Viele Vorkommnisse der letzten Jahre haben dieses Vertrauen nachhaltig erschüttert.

Man denke etwa nur an die Verjährungsaffäre in der Causa Strasser, die Bestellung der Bawag-Richterin Bandion-Ortner zur Ministerin, obwohl das Verfahren nicht abgeschlossen war, oder den Umgang mit Verfahren, in denen Politiker involviert waren. Ebenso wie übrigens der Umstand, dass – wann immer über Justizpolitik debattiert wird – einige wenige (sicher bedeutende) Promi-Verfahren im Mittelpunkt stehen.

Dass nicht clamoröse Menschen, die eine verbindliche juristische Entscheidung suchen, von der nicht selten ihre Existenz abhängt, oft jahrelang warten müssen, wird viel zu selten thematisiert.
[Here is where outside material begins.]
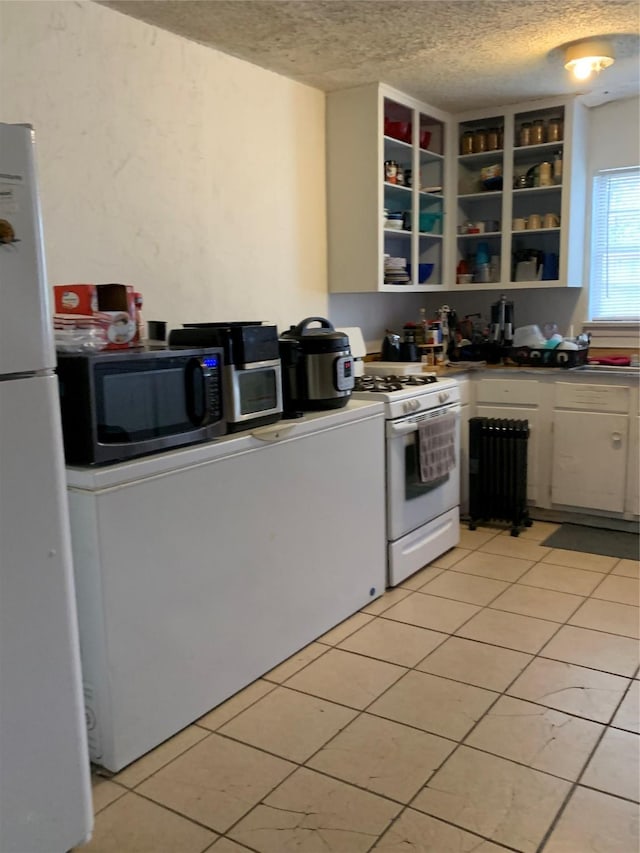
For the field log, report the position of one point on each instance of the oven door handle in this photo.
(394, 430)
(398, 428)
Ebenso übrigens das Recht von (auch prominenten) Beschuldigten, nicht jahrelang als solche herumlaufen zu müssen, ohne tatsächlich jemals verurteilt worden zu sein.
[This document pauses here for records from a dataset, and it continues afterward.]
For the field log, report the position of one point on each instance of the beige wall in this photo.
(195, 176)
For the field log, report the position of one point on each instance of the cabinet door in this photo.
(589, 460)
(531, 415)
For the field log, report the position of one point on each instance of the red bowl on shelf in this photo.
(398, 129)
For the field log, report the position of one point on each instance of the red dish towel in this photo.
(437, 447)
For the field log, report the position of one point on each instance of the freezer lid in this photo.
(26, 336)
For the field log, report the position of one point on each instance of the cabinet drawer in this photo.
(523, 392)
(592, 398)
Zur Ehrenrettung der Gerichte sei übrigens gesagt: Viele Verfahren funktionieren klaglos. Und es ist durchaus ein gutes Zeichen, dass nicht alle, die von der öffentlichen Meinung gern im Gefängnis gesehen werden möchten, auch tatsächlich dort landen (nicht jeder „Lump“ hat sich auch strafrechtlich etwas zuschulden kommen lassen). Als Entschuldigung für ungenügende Ermittlungsarbeiten, nicht zeitgemäß ausgebildetes Personal, wenig Effizienz, veraltete Strukturen und eine überforderte Ressortchefin kann das aber nicht gelten. Dazu ist es zu essenziell, dass der Rechtsstaat funktioniert. Auch auf den zweiten Blick. Autor: Florian Asamer

1 comments

  1. Kommentar der BHH-Redaktion: Während JM. Bandion-Ortner auf populistisch wirksame Art große Fälle vorantreiben möchte, liegt das Gerichtswesen bei den meisten Bauprozessen am Boden. RichterInnen welche sich mit der „lästigen“ Materie rund um Baukonflikte nicht auseinander setzen möchten, oder aus zeitlichen Gründen nicht können. Hunderte Baupfusch-Opfer kommen nicht zu ihrem Recht, verlieren in der finanziell angespannten Phase des Hausbaus die letzten finanziellen Reserven. Die schlechte Seite der Bauwirtschaft freut sich und ist sich dessen bewusst dass kaum ein Geschädigter den Weg zu Gericht wagt. Somit bleiben die Häuslbauer auf verpfuschten Bauleistungen sitzen oder verlieren diese viel Geld ohne Hoffnung auf Einbringung. Die Bauherrenhilfe fordert eigens für Bauprozesse geschulte RichterInnen und eine Personalaufstockung. Der volkswirtschaftliche Schaden durch „Pfusch am Bau“ ist größer als die anteiligen Kosten für mehr Richter. Der schlechte Ruf der Bauwirtschaft entsteht u.A. auch durch enttäuschte Bauherren und Baufrauen. Wer Recht hat und dennoch (s)einen Prozess verliert wir ewig schimpfen und wettern, umgekehrt ist der Schädige bestärkt in seiner Art schlechte Bauleistungen zu liefern.